Unlocking Compositional Generalization in Pre-trained Models Using Intermediate Representations

TL;DR

This work tackles the challenge of compositional generalization in semantic parsing by introducing intermediate representations (IRs) that map an input utterance $x$ to a structured intermediate form $z$ before producing the executable program $y$, all without altering model architecture. It defines reversible IRs $z_r$ and lossy IRs $z_l$ and implements a two-stage decoding pipeline that either directly inverts $z_r$ to $y$ or conditions a second seq2seq model on $x$ and $z$ to produce $y$. Across CFQ, text-to-SQL template splits, and SCAN, the proposed IRs yield large gains, with state-of-the-art improvements of +$14.8$ on CFQ and +$15.0$ to +$19.4$ on template SQL datasets, while preserving i.i.d. performance. The results demonstrate that IRs provide a powerful, model-agnostic lever to unlock compositional generalization in pre-trained seq2seq models, offering a practical path to more robust semantic parsing systems.

Abstract

Sequence-to-sequence (seq2seq) models are prevalent in semantic parsing, but have been found to struggle at out-of-distribution compositional generalization.

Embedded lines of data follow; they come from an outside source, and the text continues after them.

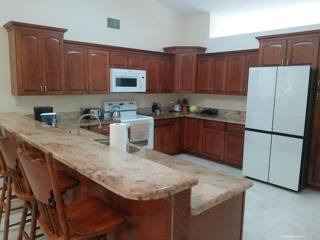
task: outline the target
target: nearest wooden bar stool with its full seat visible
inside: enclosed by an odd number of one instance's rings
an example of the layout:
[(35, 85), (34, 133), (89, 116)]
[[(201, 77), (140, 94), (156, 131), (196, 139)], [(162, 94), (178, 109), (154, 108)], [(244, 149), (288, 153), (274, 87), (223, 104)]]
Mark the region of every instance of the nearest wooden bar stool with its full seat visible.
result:
[[(105, 236), (124, 224), (125, 215), (95, 196), (84, 197), (64, 205), (58, 189), (51, 153), (45, 160), (32, 159), (17, 150), (40, 211), (39, 225), (49, 239), (89, 239)], [(55, 205), (52, 205), (52, 192)]]

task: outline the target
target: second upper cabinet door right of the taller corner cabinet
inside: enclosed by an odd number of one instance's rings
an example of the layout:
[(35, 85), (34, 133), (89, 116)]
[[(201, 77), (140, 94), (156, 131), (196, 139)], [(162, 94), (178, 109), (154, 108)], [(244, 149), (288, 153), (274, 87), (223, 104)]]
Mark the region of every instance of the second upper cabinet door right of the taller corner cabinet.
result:
[(227, 81), (227, 66), (228, 57), (214, 57), (213, 68), (211, 72), (211, 81), (213, 82), (213, 89), (211, 93), (225, 94)]

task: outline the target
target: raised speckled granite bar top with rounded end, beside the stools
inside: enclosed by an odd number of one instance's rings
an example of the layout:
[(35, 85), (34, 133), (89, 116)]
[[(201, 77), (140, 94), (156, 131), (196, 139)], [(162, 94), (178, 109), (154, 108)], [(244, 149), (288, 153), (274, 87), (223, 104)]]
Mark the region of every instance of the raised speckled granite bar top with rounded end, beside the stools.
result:
[(195, 176), (92, 140), (100, 134), (81, 129), (78, 136), (74, 123), (55, 128), (17, 113), (0, 113), (0, 125), (124, 198), (164, 198), (198, 182)]

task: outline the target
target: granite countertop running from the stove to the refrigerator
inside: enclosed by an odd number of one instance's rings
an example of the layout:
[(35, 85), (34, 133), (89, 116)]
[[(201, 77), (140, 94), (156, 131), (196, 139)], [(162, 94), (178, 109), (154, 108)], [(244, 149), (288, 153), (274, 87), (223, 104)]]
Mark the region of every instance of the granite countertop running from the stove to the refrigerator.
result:
[(202, 113), (194, 113), (187, 111), (183, 112), (168, 112), (161, 111), (160, 113), (152, 113), (150, 111), (138, 110), (138, 114), (152, 116), (154, 120), (163, 119), (163, 118), (171, 118), (171, 117), (195, 117), (205, 120), (214, 120), (214, 121), (223, 121), (228, 123), (236, 123), (236, 124), (245, 124), (245, 113), (241, 111), (227, 111), (227, 110), (219, 110), (219, 114), (216, 115), (208, 115)]

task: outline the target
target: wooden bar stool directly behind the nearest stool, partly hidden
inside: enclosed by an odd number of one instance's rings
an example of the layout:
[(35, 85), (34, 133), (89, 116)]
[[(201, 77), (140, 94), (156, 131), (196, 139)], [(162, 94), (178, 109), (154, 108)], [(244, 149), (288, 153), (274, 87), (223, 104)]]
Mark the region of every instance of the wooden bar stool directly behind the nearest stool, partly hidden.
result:
[[(19, 148), (26, 152), (23, 144), (21, 141), (18, 141), (16, 139), (15, 133), (10, 134), (12, 140), (9, 137), (0, 137), (0, 151), (2, 153), (4, 162), (7, 166), (7, 169), (10, 172), (10, 179), (11, 184), (7, 184), (7, 195), (11, 194), (11, 190), (15, 193), (15, 195), (24, 201), (23, 203), (23, 209), (22, 209), (22, 216), (19, 226), (19, 235), (18, 239), (22, 239), (22, 235), (26, 239), (33, 240), (37, 236), (35, 235), (36, 230), (36, 219), (38, 216), (38, 210), (36, 201), (34, 198), (34, 195), (31, 191), (30, 185), (27, 181), (26, 177), (23, 177), (24, 172), (21, 167), (21, 164), (18, 163), (17, 154), (16, 154), (16, 148)], [(37, 155), (34, 155), (30, 153), (33, 157), (38, 157)], [(63, 175), (62, 173), (59, 175)], [(61, 190), (65, 191), (67, 189), (70, 189), (74, 187), (77, 184), (77, 181), (69, 176), (62, 177), (62, 181), (60, 183)], [(67, 178), (68, 180), (65, 180)], [(3, 230), (3, 239), (8, 239), (8, 224), (9, 224), (9, 215), (10, 215), (10, 200), (7, 198), (6, 201), (6, 207), (5, 207), (5, 226)], [(31, 211), (31, 230), (30, 235), (28, 235), (24, 231), (24, 226), (26, 222), (26, 216), (27, 211)], [(41, 235), (41, 234), (40, 234)], [(40, 236), (38, 235), (38, 236)], [(42, 234), (43, 235), (43, 234)]]

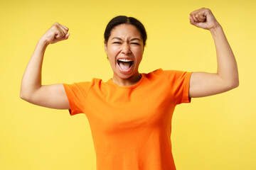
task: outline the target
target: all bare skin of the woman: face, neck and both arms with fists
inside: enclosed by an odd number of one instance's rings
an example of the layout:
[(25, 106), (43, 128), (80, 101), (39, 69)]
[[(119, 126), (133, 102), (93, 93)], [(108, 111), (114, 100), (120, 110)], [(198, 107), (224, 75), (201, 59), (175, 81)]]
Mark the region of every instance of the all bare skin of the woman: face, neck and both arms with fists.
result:
[[(220, 94), (239, 85), (238, 67), (223, 28), (208, 8), (200, 8), (190, 14), (190, 23), (198, 28), (209, 30), (215, 42), (218, 69), (216, 73), (193, 72), (191, 74), (189, 97), (203, 97)], [(41, 70), (43, 55), (48, 45), (69, 37), (68, 28), (54, 23), (36, 45), (21, 81), (20, 96), (23, 100), (48, 108), (69, 109), (68, 98), (63, 84), (42, 85)], [(139, 63), (144, 52), (142, 38), (137, 28), (122, 24), (115, 27), (108, 42), (105, 42), (110, 65), (113, 70), (112, 81), (119, 86), (131, 86), (140, 79)], [(129, 73), (119, 72), (119, 57), (134, 60), (134, 68)]]

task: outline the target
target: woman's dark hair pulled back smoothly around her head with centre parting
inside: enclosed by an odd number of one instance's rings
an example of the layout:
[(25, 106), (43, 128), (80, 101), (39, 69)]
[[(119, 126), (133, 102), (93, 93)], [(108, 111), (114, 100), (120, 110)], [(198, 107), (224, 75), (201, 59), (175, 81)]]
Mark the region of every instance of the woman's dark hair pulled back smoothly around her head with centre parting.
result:
[(136, 18), (133, 17), (127, 17), (127, 16), (116, 16), (114, 18), (112, 18), (112, 20), (107, 24), (107, 27), (105, 29), (105, 33), (104, 33), (104, 38), (105, 38), (105, 42), (108, 41), (108, 39), (110, 38), (111, 35), (111, 31), (115, 26), (119, 26), (121, 24), (131, 24), (132, 26), (135, 26), (139, 32), (141, 33), (142, 36), (142, 40), (143, 40), (143, 45), (146, 45), (146, 30), (143, 26), (143, 24), (138, 21)]

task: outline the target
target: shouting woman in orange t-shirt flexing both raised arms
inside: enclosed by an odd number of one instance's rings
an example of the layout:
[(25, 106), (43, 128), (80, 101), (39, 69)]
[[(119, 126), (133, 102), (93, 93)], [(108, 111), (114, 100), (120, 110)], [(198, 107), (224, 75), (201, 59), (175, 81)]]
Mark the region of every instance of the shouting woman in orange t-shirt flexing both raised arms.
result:
[(41, 85), (43, 54), (68, 39), (58, 23), (38, 41), (21, 83), (21, 98), (39, 106), (85, 113), (95, 145), (97, 169), (176, 169), (171, 153), (171, 117), (179, 103), (220, 94), (238, 86), (238, 67), (222, 27), (208, 8), (190, 14), (190, 23), (210, 30), (217, 73), (157, 69), (138, 72), (146, 30), (135, 18), (113, 18), (105, 30), (105, 52), (113, 70), (107, 82)]

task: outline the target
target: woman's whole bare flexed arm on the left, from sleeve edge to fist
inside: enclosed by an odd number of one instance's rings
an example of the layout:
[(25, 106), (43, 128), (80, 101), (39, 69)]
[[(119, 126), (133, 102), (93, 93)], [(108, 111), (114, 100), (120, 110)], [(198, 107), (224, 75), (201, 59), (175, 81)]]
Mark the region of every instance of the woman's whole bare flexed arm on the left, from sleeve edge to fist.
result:
[(63, 84), (42, 85), (41, 71), (46, 47), (60, 40), (68, 39), (68, 28), (54, 23), (36, 45), (21, 81), (20, 96), (23, 100), (47, 108), (68, 109), (68, 98)]

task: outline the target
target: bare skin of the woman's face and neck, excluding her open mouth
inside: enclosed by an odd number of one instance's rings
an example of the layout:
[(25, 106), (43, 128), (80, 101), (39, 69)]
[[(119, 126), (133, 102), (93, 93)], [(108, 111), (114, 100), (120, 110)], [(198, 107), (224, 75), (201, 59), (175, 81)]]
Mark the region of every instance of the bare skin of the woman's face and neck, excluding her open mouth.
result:
[[(113, 70), (115, 84), (119, 86), (132, 86), (140, 79), (139, 64), (142, 61), (144, 45), (141, 34), (135, 26), (121, 24), (111, 31), (110, 38), (105, 42), (105, 52)], [(133, 60), (132, 72), (122, 73), (119, 70), (117, 59)]]

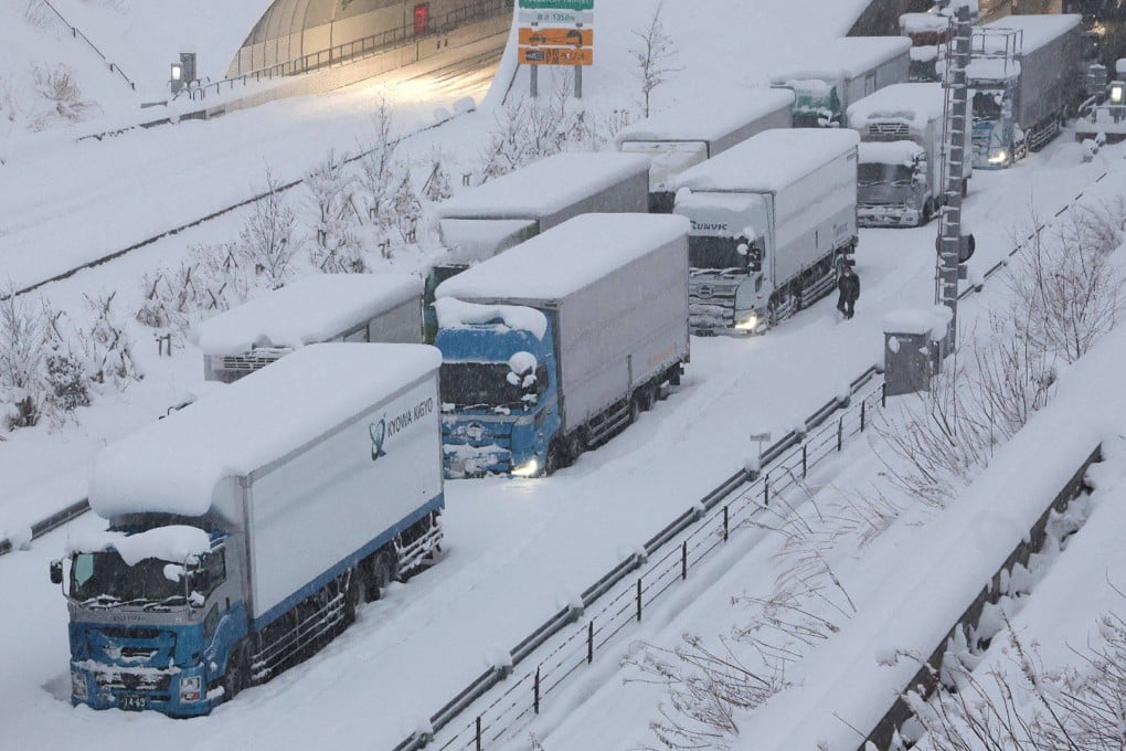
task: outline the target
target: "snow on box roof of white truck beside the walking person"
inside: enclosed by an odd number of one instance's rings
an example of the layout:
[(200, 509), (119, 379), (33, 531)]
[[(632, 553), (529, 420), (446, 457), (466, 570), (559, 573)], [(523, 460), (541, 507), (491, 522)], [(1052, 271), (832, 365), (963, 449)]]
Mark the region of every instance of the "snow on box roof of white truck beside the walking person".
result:
[(848, 128), (763, 131), (686, 170), (676, 187), (691, 190), (775, 193), (830, 160), (855, 150), (860, 134)]

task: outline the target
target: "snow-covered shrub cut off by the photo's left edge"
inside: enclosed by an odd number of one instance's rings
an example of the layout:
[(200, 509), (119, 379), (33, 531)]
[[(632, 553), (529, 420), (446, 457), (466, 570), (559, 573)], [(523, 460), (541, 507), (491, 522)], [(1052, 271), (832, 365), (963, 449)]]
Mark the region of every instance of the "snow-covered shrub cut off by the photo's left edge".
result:
[(0, 419), (7, 429), (29, 428), (43, 417), (51, 385), (45, 311), (12, 289), (0, 289)]

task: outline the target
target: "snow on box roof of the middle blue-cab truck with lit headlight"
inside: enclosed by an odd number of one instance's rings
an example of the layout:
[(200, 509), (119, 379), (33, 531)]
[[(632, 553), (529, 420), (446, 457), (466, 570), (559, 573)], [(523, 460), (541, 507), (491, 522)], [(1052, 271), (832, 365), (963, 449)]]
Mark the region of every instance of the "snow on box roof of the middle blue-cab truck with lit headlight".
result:
[(688, 230), (687, 218), (670, 214), (582, 214), (446, 279), (435, 295), (563, 299)]

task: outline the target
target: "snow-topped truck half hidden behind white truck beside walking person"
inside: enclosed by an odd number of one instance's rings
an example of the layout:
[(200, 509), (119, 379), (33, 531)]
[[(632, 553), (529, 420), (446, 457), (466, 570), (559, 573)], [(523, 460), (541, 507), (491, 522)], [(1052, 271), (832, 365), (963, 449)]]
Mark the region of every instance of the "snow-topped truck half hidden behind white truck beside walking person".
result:
[(668, 214), (678, 175), (757, 133), (790, 127), (793, 107), (787, 89), (740, 89), (627, 125), (615, 143), (620, 152), (649, 157), (649, 211)]

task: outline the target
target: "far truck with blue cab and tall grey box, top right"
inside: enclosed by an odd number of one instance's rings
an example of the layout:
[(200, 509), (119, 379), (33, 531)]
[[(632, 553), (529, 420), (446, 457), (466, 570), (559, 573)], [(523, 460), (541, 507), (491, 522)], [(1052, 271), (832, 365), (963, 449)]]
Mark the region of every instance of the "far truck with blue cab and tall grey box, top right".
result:
[(974, 29), (974, 167), (1006, 168), (1043, 149), (1083, 96), (1078, 15), (1007, 16)]

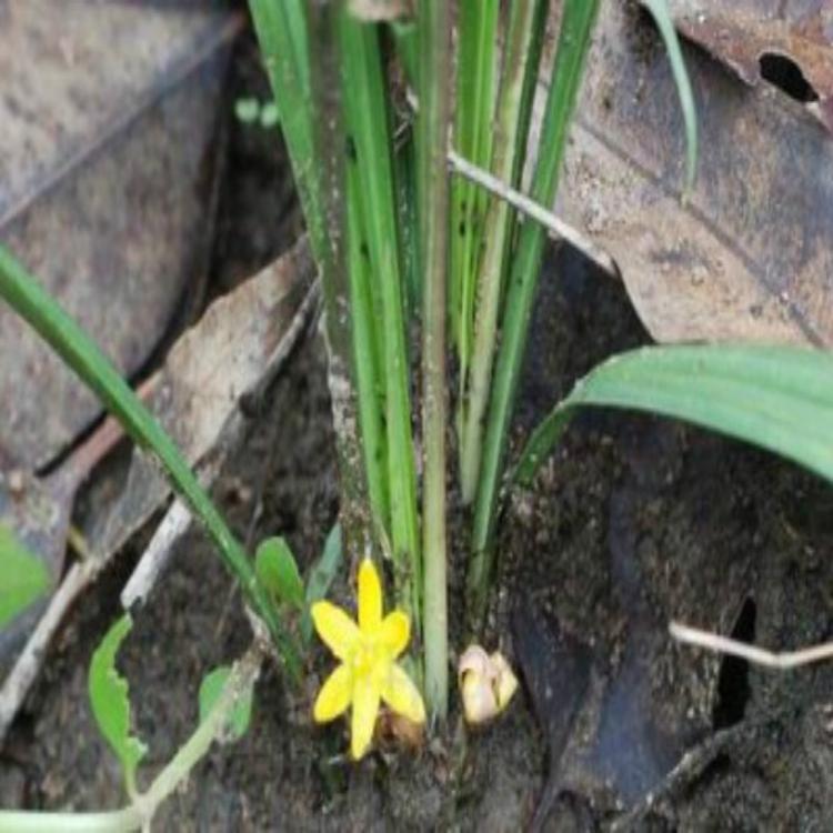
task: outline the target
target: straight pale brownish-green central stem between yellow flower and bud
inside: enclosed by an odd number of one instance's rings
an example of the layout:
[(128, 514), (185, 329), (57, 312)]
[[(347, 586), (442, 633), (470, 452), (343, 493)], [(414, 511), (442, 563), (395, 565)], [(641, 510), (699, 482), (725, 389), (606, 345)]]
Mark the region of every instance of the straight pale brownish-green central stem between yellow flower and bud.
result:
[(445, 534), (445, 270), (449, 175), (445, 165), (451, 73), (449, 0), (419, 6), (420, 262), (422, 305), (422, 552), (425, 584), (425, 696), (440, 720), (448, 712), (448, 601)]

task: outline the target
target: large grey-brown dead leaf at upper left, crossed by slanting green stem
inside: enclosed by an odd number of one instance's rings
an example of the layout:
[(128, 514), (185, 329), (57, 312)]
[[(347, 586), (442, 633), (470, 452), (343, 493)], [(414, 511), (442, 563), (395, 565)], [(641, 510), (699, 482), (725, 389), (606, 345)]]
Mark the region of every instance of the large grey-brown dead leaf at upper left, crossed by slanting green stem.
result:
[[(0, 239), (132, 374), (204, 273), (239, 19), (122, 2), (54, 14), (0, 3)], [(100, 407), (8, 309), (0, 364), (0, 461), (40, 469)]]

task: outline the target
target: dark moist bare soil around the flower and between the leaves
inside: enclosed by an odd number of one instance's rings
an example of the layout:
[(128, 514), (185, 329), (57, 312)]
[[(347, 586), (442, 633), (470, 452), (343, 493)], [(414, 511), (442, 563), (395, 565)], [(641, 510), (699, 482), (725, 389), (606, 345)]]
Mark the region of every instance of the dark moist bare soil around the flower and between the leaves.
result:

While specialized model architectures and pre-training of seq2seq models have been proposed to address this issue, the former often comes at the cost of generality and the latter only shows limited success. In this paper, we study the impact of intermediate representations on compositional generalization in pre-trained seq2seq models, without changing the model architecture at all, and identify key aspects for designing effective representations. Instead of training to directly map natural language to an executable form, we map to a reversible or lossy intermediate representation that has stronger structural correspondence with natural language. The combination of our proposed intermediate representations and pre-trained models is surprisingly effective, where the best combinations obtain a new state-of-the-art on CFQ (+14.8 accuracy points) and on the template-splits of three text-to-SQL datasets (+15.0 to +19.4 accuracy points). This work highlights that intermediate representations provide an important and potentially overlooked degree of freedom for improving the compositional generalization abilities of pre-trained seq2seq models.

Figures (4)

• Figure 1: Our framework for parsing utterances ($x$) into programs ($y$) through reversible ($z_r$) and lossy ($z_l$) intermediate representations using seq2seq models.
• Figure 2: Examples for the different formalisms, of an utterance ($x$), program ($y$), reversible intermediate representation ($z_r$) and lossy intermediate representation ($z_l$). For each formalism, tokens with the same color share their semantic role. Tokens in $z_r$ and $z_l$ that are modified w.r.t. $y$ are in bold. We abbreviate original SPARQL relations, and also abbreviate the SQL table names airline, airport and flight to AL, AP and FL, respectively.
• Figure 3: Compared to Baseline (T5-base), the best IR of each split maintains the baseline accuracy for i.i.d. splits while giving large gains for compositional splits.
• Figure 4: Example cases where LIRd+RIR produces correct programs whereas the baseline T5 does not. SQL table names were shortened here for brevity.